Les chefs d’Etat africains ont ainsi plus peur des totems, des fétiches et des ancêtres
que des Constitutions. Tant et si bien qu’on finit par se demander s’il ne faut pas, sans porter entorse aux principes de la laïcité qui prévaut dans bien de nos Etats, ouvrir la perspective que chaque président jure sur les mânes de ses ancêtres, de respecter la parole qu’il donne lors de sa prise de fonction. Un tel serment pourrait être le début de la sagesse des chefs d’Etat africains. La crainte de la colère des ancêtres en cas de dérive, aurait le don de faire marcher droit, même les dirigeants les plus téméraires. Dans l’Afrique traditionnelle, le chef incarnait la vertu et la dignité. Dans bien des communautés, il était de bon ton que le chef ait l’élégance de se donner la mort si par malheur, il venait, pour une raison ou une autre, à enfreindre les lois sacrées du groupe social, à se dédire de façon notoire. Cette sanction extrême prévue, évitait que les valeurs soient galvaudées. Car, les sociétés étaient conscientes que le « poisson pourrit toujours par la tête », que la société se corrompt vite si le souverain n’a pas un comportement vertueux. La sanction des errements du chef par les gardiens de la tradition, était, dans bien des sociétés, sans appel et cela avait le mérite de rendre même service au chef. En tout état de cause, il faudra revoir la forme des prestations de serment en Afrique. Il faut une sorte d’inculturation de ces serments. Il y a en effet une possibilité de les rendre totémiques si on veut leur donner une chance de produire leurs effets. Mais il faudra déjà faire en sorte que les cérémonies y relatives soient le moins budgétivores possible. Cela, en évitant de lancer des invitations dont le nombre le dispute au ridicule, avec des convives bourreaux de la démocratie. Du reste, pourquoi ne pas s’inspirer des Etats-Unis d’Amérique qui font de l’investiture de leur président élu, une affaire purement domestique? Comme on le sait, cela n’empêche pas la médiatisation internationale de l’événement.

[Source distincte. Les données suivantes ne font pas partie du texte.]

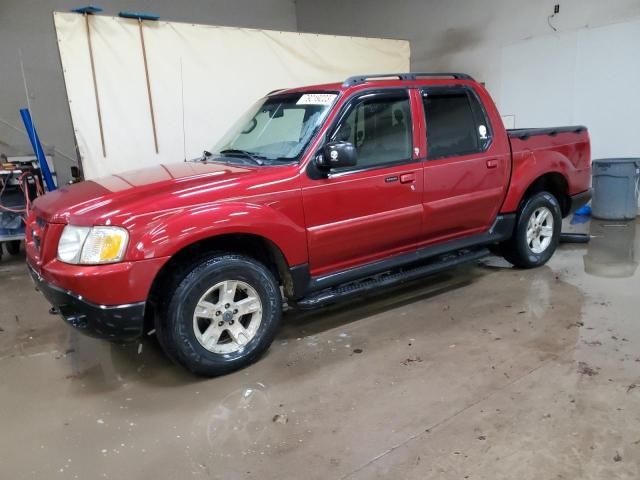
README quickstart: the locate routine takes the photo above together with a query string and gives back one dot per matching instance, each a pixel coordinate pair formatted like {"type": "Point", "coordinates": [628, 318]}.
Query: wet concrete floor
{"type": "Point", "coordinates": [484, 372]}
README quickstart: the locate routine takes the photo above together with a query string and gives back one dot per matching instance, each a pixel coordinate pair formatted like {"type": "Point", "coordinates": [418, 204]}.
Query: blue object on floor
{"type": "Point", "coordinates": [37, 149]}
{"type": "Point", "coordinates": [585, 210]}
{"type": "Point", "coordinates": [139, 15]}
{"type": "Point", "coordinates": [89, 9]}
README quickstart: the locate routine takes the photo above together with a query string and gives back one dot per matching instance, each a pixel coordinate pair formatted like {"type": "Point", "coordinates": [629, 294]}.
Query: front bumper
{"type": "Point", "coordinates": [119, 323]}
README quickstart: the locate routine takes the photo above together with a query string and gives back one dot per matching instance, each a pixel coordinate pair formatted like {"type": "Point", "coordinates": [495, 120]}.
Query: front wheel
{"type": "Point", "coordinates": [537, 232]}
{"type": "Point", "coordinates": [221, 316]}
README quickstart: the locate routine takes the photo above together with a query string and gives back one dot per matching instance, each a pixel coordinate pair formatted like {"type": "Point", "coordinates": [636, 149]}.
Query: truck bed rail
{"type": "Point", "coordinates": [524, 133]}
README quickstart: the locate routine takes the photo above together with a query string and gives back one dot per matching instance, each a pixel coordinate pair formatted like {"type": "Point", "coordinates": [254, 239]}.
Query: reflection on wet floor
{"type": "Point", "coordinates": [437, 378]}
{"type": "Point", "coordinates": [613, 249]}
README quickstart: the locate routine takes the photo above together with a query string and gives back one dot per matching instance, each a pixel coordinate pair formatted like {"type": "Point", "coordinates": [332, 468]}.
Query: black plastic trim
{"type": "Point", "coordinates": [392, 278]}
{"type": "Point", "coordinates": [358, 79]}
{"type": "Point", "coordinates": [118, 323]}
{"type": "Point", "coordinates": [524, 133]}
{"type": "Point", "coordinates": [579, 200]}
{"type": "Point", "coordinates": [501, 230]}
{"type": "Point", "coordinates": [300, 277]}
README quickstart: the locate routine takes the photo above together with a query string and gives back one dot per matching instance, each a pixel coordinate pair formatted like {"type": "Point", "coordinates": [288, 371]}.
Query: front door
{"type": "Point", "coordinates": [359, 214]}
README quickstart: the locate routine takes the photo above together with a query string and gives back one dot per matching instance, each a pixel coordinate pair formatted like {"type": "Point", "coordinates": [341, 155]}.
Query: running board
{"type": "Point", "coordinates": [389, 278]}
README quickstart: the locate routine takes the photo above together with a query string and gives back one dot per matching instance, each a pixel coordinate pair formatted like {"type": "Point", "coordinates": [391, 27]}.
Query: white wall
{"type": "Point", "coordinates": [463, 35]}
{"type": "Point", "coordinates": [28, 25]}
{"type": "Point", "coordinates": [585, 72]}
{"type": "Point", "coordinates": [224, 71]}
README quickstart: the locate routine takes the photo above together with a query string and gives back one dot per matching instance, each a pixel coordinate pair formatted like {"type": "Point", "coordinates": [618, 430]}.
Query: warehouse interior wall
{"type": "Point", "coordinates": [459, 34]}
{"type": "Point", "coordinates": [27, 25]}
{"type": "Point", "coordinates": [541, 69]}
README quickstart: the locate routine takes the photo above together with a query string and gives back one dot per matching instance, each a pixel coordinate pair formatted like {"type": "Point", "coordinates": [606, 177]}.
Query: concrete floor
{"type": "Point", "coordinates": [482, 373]}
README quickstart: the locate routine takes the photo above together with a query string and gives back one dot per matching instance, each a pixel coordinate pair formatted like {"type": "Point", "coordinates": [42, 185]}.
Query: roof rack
{"type": "Point", "coordinates": [356, 79]}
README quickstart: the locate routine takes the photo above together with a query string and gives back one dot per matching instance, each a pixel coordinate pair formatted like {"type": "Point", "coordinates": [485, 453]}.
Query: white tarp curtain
{"type": "Point", "coordinates": [220, 72]}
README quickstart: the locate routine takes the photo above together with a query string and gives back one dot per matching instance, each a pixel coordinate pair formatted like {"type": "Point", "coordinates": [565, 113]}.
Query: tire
{"type": "Point", "coordinates": [520, 250]}
{"type": "Point", "coordinates": [13, 247]}
{"type": "Point", "coordinates": [205, 330]}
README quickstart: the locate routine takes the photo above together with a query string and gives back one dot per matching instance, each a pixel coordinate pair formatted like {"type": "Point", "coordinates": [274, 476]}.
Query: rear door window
{"type": "Point", "coordinates": [456, 124]}
{"type": "Point", "coordinates": [380, 128]}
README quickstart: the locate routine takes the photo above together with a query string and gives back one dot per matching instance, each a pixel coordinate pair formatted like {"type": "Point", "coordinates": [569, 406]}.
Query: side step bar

Il appartient au peuple guinéen de veiller à ce que son président respecte scrupuleusement son serment

Pour en revenir au cas d’Alpha Condé, il faut espérer que maintenant qu’il a fini de prêter serment pour son deuxième mandat, de façon festive, il ne soit pas visité par le mauvais génie de la « tripatouillite ». A lui de montrer qu’il n’a pas été « infecté » par le virus de la dictature, après avoir reçu un satrape comme Denis Sassou Nguesso. Il appartient au peuple guinéen de veiller à ce que son président respecte scrupuleusement son serment. La Justice notamment devra mettre un point d’honneur à sanctionner tout manquement aux règles fondamentales de la Guinée. Le président ne doit pas être au dessus de la loi.